Patients as Partners to Improve Long Term Conditions Services (PIPPIN) study
Patient and public involvement (PPI) remains a key issue in current health policy and is linked to ensuring patient safety, improving health outcomes and patient experience as well as enhancing research quality and outcomes. However, PPI remains a challenging field for meaningful research, reflecting wide ranging approaches from passive consultation to active partnership. There continues to be limited evidence on the impact of different approaches, both in health research and in service design and development. Therefore, there is a need to evaluate what models of PPI have the most impact and in what circumstances.
The PIPPIN study was a two year research project, funded by the National Institute for Health Research (NIHR) Collaboration for Leadership in Applied Health Research and Care (CLAHRC). The project investigated the impact of different models of patient and public involvement (PPI) on patient experience. The research focussed on two specific involvement models:
- Involvement within a framework where patients participate (Participatory)
- Involvement within a framework where patients are consulted (Consultative)
The study objectives were to
- Evaluate changes in patient experience following i. involvement within a participatory framework with patients and service users as ‘partners’ or ii. Involvement within a consultative framework.
- Explore patient and clinician experience of working with different models of PPI.
- Identify factors that aid and/or hinder participatory working.
- Identify resource use within each model of PPI to provide PPI cost estimates.
The research study used mixed methods approach and, therefore, included both qualitative and quantitative research methods. Qualitative research methods focus on description and collect, analyse and interpret data through observation. Quantitative methods refer to numerical data that can be analysed using statistical tools.
The research had two distinct stages:
Stage 1 – A review of literature to identify key characteristics of different PPI models (participatory and consultative). The findings from Stage 1 aided case study selection and helped to direct data collection in Stage 2.
Stage 2 – In-depth case studies were conducted within two Haemodialysis Units. Criteria for selection focused on units offering participatory model of PPI and consultative model of PPI to enable comparative data analysis. The evaluation employed qualitative methods (observation, analysis of documents, interviews and discussion groups) to explore patient, health professional and managers experiences of working within these two models. Quantitative measures included patient questionnaires, with Patient Experience and the Patient Assessment of Care for Chronic Conditions (PACIC) tool being used. The data from these were analysed with a computerised statistical package. The study sought to estimate aspects of cost in relation to patient and public involvement in the two case studies, to build evidence around the cost-effectiveness of PPI.

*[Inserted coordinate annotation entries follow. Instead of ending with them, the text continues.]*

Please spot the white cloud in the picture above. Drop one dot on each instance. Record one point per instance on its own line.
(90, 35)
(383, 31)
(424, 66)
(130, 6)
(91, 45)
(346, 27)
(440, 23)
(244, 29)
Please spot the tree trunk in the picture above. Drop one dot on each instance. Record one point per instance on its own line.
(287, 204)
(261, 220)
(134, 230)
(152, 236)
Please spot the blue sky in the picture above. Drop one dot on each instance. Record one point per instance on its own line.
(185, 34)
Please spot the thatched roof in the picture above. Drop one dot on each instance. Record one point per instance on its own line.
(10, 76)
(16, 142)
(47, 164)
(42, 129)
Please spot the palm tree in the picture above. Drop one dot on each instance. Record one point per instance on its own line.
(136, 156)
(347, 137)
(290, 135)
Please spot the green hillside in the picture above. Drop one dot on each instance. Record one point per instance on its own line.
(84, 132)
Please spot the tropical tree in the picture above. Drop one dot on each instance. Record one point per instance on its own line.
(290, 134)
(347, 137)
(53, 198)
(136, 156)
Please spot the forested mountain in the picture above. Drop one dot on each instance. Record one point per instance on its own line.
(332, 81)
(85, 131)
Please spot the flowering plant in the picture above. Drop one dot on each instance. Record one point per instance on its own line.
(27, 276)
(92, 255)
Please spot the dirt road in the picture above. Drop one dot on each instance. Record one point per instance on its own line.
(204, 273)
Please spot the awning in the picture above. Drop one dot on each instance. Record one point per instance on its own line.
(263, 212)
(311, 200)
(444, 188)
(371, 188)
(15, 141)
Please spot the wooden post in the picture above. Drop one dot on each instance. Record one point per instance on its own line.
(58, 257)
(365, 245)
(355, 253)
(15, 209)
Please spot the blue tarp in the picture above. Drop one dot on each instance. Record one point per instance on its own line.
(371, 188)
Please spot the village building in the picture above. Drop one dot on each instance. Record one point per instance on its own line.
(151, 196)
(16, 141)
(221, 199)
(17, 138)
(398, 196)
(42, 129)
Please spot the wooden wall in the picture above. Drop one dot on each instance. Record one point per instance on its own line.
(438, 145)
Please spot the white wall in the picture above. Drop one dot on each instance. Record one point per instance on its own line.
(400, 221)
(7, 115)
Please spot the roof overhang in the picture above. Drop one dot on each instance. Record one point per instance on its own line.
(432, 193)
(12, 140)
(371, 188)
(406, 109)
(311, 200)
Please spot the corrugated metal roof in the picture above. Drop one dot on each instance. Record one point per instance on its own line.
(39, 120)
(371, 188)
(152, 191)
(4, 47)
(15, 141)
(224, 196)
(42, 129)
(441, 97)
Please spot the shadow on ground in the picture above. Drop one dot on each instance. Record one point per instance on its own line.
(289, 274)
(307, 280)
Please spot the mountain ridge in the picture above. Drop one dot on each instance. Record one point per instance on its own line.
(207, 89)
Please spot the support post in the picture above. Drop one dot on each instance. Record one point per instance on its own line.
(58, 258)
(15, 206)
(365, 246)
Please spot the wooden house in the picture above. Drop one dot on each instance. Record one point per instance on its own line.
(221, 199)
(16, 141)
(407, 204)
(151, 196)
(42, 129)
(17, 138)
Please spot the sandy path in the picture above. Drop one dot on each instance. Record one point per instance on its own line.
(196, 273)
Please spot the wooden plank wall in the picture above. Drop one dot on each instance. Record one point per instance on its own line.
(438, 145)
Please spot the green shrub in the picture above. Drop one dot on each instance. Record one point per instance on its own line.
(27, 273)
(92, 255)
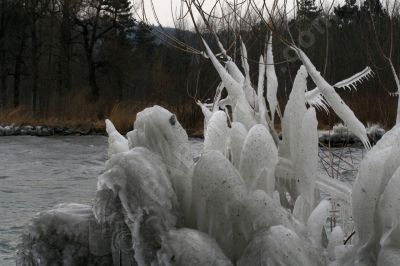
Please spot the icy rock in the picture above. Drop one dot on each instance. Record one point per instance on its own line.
(217, 132)
(258, 159)
(218, 191)
(293, 116)
(116, 142)
(234, 144)
(306, 161)
(277, 246)
(185, 246)
(272, 80)
(64, 236)
(260, 212)
(158, 130)
(139, 179)
(389, 210)
(336, 239)
(316, 223)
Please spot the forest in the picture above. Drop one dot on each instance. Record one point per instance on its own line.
(78, 62)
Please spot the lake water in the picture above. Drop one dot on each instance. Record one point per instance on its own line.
(38, 173)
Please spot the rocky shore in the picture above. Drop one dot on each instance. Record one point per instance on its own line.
(45, 131)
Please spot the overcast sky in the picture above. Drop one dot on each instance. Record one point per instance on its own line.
(163, 8)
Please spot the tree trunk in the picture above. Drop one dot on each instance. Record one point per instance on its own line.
(35, 67)
(17, 72)
(3, 82)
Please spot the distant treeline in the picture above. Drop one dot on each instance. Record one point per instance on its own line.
(90, 59)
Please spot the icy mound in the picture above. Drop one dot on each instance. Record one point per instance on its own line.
(248, 200)
(66, 235)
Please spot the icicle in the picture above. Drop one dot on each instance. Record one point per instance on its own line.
(272, 81)
(334, 100)
(116, 142)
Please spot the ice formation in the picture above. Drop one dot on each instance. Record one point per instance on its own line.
(249, 199)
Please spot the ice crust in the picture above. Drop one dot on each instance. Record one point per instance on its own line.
(247, 200)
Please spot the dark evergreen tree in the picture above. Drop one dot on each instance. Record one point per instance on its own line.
(348, 12)
(308, 10)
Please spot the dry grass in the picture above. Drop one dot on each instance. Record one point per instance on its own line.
(84, 114)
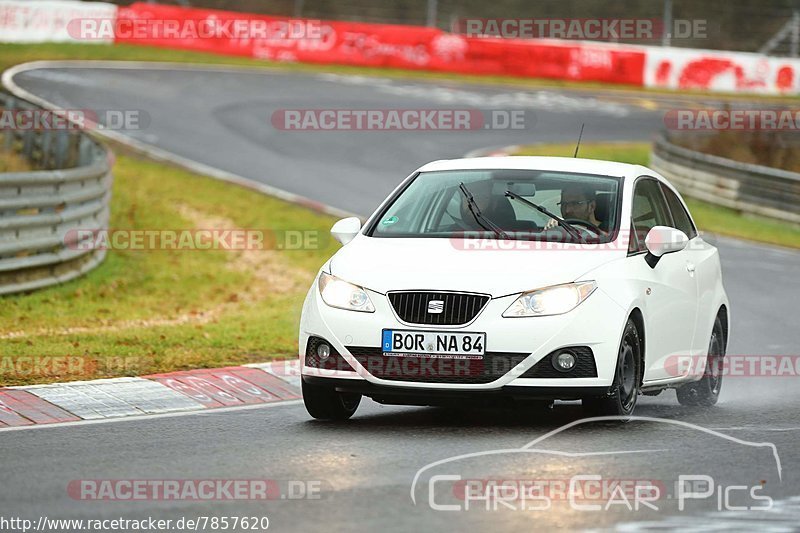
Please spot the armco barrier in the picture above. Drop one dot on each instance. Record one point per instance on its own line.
(752, 189)
(39, 208)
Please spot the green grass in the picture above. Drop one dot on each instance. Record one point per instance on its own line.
(121, 318)
(709, 218)
(12, 54)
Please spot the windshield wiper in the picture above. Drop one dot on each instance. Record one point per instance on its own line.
(561, 222)
(480, 218)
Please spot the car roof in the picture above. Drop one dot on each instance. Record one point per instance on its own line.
(560, 164)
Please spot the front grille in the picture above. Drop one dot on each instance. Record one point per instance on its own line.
(458, 308)
(585, 366)
(334, 362)
(493, 366)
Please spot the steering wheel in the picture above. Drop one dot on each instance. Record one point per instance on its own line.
(588, 227)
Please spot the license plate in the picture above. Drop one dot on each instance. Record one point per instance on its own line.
(433, 343)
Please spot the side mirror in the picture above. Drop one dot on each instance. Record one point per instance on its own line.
(663, 240)
(346, 229)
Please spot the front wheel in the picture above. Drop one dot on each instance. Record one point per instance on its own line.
(705, 393)
(621, 399)
(324, 403)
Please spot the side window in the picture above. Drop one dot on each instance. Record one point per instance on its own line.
(679, 214)
(649, 209)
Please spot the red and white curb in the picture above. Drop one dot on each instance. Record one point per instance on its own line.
(157, 394)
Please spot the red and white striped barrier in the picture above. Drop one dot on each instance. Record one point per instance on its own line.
(149, 395)
(395, 46)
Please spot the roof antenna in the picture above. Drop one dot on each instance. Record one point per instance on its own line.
(580, 135)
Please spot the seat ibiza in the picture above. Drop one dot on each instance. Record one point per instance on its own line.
(501, 280)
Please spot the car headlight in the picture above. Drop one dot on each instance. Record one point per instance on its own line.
(339, 293)
(555, 300)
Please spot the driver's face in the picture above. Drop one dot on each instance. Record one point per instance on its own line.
(575, 205)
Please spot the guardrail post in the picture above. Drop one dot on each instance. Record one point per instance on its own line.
(37, 212)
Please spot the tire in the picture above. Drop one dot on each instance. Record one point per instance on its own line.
(624, 393)
(324, 403)
(705, 392)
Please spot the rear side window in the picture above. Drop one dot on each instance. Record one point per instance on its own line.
(679, 214)
(649, 210)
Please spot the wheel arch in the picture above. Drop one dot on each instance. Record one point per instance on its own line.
(722, 314)
(638, 320)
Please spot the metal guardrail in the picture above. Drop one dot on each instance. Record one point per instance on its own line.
(748, 188)
(39, 210)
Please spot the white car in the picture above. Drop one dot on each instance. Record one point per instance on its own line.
(504, 279)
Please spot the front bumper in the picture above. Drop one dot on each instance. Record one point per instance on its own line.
(597, 324)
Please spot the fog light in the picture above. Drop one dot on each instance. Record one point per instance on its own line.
(564, 361)
(323, 351)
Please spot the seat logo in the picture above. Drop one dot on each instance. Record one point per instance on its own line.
(436, 307)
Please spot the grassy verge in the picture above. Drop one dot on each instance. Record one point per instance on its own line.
(151, 311)
(12, 54)
(709, 217)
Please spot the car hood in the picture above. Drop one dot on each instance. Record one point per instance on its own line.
(388, 264)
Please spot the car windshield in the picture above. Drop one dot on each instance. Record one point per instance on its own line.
(504, 204)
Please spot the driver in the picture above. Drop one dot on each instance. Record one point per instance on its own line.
(578, 203)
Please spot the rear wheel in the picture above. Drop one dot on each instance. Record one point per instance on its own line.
(621, 399)
(705, 392)
(324, 403)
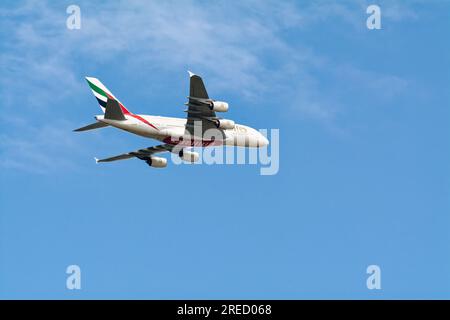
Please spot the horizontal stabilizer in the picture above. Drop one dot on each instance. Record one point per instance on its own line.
(113, 110)
(92, 126)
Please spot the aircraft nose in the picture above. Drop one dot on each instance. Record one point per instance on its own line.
(262, 141)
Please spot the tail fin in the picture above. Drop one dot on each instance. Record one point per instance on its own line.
(102, 94)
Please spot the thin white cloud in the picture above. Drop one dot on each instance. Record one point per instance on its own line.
(239, 47)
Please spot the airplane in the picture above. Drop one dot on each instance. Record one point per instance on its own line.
(201, 127)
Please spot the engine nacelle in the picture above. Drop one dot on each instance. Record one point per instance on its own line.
(157, 162)
(189, 156)
(219, 106)
(224, 124)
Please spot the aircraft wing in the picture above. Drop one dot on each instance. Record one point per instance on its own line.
(143, 154)
(199, 105)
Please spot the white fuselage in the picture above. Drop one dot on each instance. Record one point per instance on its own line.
(173, 131)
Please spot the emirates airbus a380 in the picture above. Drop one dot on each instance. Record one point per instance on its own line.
(201, 127)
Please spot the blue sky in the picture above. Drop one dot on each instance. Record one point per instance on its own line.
(364, 159)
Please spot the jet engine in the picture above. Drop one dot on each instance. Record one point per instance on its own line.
(218, 106)
(224, 124)
(189, 156)
(157, 162)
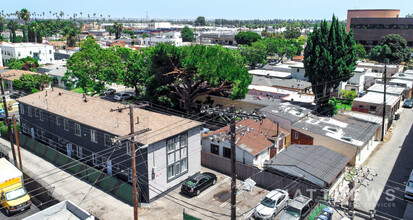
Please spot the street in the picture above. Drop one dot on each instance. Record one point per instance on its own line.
(392, 163)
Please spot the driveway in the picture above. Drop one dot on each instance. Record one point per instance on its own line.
(213, 203)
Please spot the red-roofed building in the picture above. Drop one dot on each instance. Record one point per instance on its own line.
(257, 141)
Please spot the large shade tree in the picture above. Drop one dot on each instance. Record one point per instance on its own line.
(329, 58)
(192, 71)
(92, 66)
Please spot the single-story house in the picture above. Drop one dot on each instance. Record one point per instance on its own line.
(256, 141)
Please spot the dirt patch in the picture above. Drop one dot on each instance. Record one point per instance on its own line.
(223, 196)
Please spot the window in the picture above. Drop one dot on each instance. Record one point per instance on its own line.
(129, 174)
(128, 148)
(93, 137)
(95, 159)
(66, 124)
(77, 129)
(226, 152)
(29, 111)
(79, 152)
(108, 142)
(177, 155)
(215, 149)
(295, 135)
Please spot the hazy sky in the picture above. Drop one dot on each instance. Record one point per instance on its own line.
(190, 9)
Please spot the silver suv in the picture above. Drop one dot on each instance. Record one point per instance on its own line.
(297, 209)
(271, 205)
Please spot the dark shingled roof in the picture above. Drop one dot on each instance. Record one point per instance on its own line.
(319, 161)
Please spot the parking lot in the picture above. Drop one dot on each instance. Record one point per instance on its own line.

Both Haemodialysis Units were tracked over a 12 month period to identify and explore key aspects of patient and public involvement. In negotiation with health professionals on the units, it involved regular focused telephone/face-to-face interviews with a diversity of people, including local health professionals, service users and managers. The frequency of this contact was determined by the study characteristics and emerging issues.
Benefits of the Study
This research study provided an opportunity for patients and health professionals to explore their experiences and views on patient involvement in relation to care and treatment. As the study aimed to determine effective strategies of patient involvement in care and treatment, this has the potential to improve patient experience in the future and inform clinical practice.
- Learning about approaches to effective and meaningful PPI that impact positively on patient experiences within renal services
- Dissemination via speciality and service user groups for other long term conditions to discuss implications for a broad range of chronic disease services
- An evidence-based resource will be refined that can be used by Long-Term Condition services to inform approaches to PPI within service research, redesign and development
- Improved understanding on the link between approaches to PPI in service research, redesign and development, and the impact on patient experience
- Contribution to the evidence on impact and outcomes of PPI, and associated costs.